Cue Club 2 expands significantly upon the original game, and has received continual updates since launch, including an online multiplayer mode, the addition of a first-person camera with 3-dimensional (3D) tables and bars, a wide selection of larger table sizes, and an expanded range of achievements.

Cue Club 2 can be played in either top-down view (2D mode) or a first-person view (3D mode). Game control options include mouse and keyboard, game-pad or touchscreen device. Several game types are available including eight-ball (including both US and European Blackball rules), nine-ball, ten-ball, six-ball, seven-ball, straight pool, snooker, speed pool, and killer. Rules are closely aligned with competition play, however the rules of all pool modalities and snooker can be customised to reflect the many variants in use around the world. There are three variations of snooker: a full game with fifteen reds, and shorter games with either ten or six reds. Players choose from a selection of game modes including Practice, Single Player Quick Game, 2-4 Player, Tournament, Bar Challenge and an online Multiplayer mode.

The game is set in a fictional club featuring a range of themed bars and theatre venues, and each is host to a selection of unique opponents of varying difficulty. Upon starting the game for the first time the player is required to sign in by entering their name, after which they are given a membership card to access the Basement Bar.

There are two main parts to the game. The first is to complete the Bar Challenge, where the player chooses the game rules in each match and aims to progress through the stages by beating computer-controlled opponents one by one. There are fifteen characters in total, complete with imagery, and dressed in casual clothing. After defeating all the opponents in a bar, the player is awarded a membership card to the next bar where the difficulty level increases. When all the bars have been unlocked and the opponents defeated, the player is presented with the Bar Challenge trophy.

The second part to Cue Club 2 is the tournament mode. Sixteen players compete in a tournament, and for this game mode opponents are dressed in formal competition attire. Progress is initially straightforward, but gets harder as weaker players are eliminated and more skilful opponents are encountered.
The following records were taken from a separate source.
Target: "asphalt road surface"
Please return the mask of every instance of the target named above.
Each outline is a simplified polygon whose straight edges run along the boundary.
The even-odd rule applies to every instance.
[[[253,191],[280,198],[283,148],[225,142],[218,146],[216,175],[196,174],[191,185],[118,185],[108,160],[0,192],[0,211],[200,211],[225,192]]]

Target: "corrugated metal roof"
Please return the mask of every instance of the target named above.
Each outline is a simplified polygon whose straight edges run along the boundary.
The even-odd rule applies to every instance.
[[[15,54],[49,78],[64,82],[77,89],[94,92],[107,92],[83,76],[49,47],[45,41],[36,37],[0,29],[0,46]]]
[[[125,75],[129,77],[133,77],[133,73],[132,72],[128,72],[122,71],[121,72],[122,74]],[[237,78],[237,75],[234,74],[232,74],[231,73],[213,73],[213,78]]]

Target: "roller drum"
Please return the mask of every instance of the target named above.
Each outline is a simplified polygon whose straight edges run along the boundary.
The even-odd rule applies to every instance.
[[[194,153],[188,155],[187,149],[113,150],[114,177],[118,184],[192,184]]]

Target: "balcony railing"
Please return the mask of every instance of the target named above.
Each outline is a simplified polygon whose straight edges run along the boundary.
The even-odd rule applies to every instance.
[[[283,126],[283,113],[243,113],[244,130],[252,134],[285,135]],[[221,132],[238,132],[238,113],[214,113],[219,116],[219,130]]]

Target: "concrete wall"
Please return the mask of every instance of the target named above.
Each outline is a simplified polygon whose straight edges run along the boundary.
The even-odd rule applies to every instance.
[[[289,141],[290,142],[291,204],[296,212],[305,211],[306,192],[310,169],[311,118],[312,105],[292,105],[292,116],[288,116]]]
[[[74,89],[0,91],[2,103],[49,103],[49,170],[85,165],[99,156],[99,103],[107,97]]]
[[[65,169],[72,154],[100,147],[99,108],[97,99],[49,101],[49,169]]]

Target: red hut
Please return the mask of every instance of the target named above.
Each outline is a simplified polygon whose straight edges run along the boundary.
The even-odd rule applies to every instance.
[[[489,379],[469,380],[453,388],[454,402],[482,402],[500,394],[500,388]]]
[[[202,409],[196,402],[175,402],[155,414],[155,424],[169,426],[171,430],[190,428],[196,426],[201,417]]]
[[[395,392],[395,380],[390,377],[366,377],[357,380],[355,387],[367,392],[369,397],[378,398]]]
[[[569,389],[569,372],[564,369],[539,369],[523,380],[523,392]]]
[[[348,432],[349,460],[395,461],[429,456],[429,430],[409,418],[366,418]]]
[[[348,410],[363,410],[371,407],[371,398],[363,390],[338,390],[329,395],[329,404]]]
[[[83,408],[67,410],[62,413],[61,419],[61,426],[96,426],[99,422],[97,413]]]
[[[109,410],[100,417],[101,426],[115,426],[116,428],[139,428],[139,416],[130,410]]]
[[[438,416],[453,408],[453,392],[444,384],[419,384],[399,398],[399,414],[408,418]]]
There are four rounds in total (first round, quarter-final, semi-final and final), and the number of frames played can be set anywhere from Best of 3 up to Best of 35. Since matches can potentially take a long time to complete, games may be saved at any point and resumed later using one of the numerous save-game slots. If the player succeeds in winning a tournament they are awarded a trophy, with trophies for each of the ten variations of pool and snooker available.

Other accolades can be gained for achieving high snooker breaks, including a century break and the elusive 147 maximum. Additional trophies are awarded for fast clearance times in speed pool, high runs in straight pool, and also for accumulating points in multiplayer earned by winning matches. In total, there are seventy trophies to collect, which includes individual colour-coded Bar Challenge and tournament trophies for each of the five difficulty settings. Leader-boards and statistics screens record performances and totals for snooker breaks, speed pool times and straight pool runs.

The game is officially completed when all of the above achievements have been earned, filling the slots on the trophy table. Upon successful completion of the Bar Challenge, which is arguably the largest and most challenging aspect of the game, a victory sequence is played.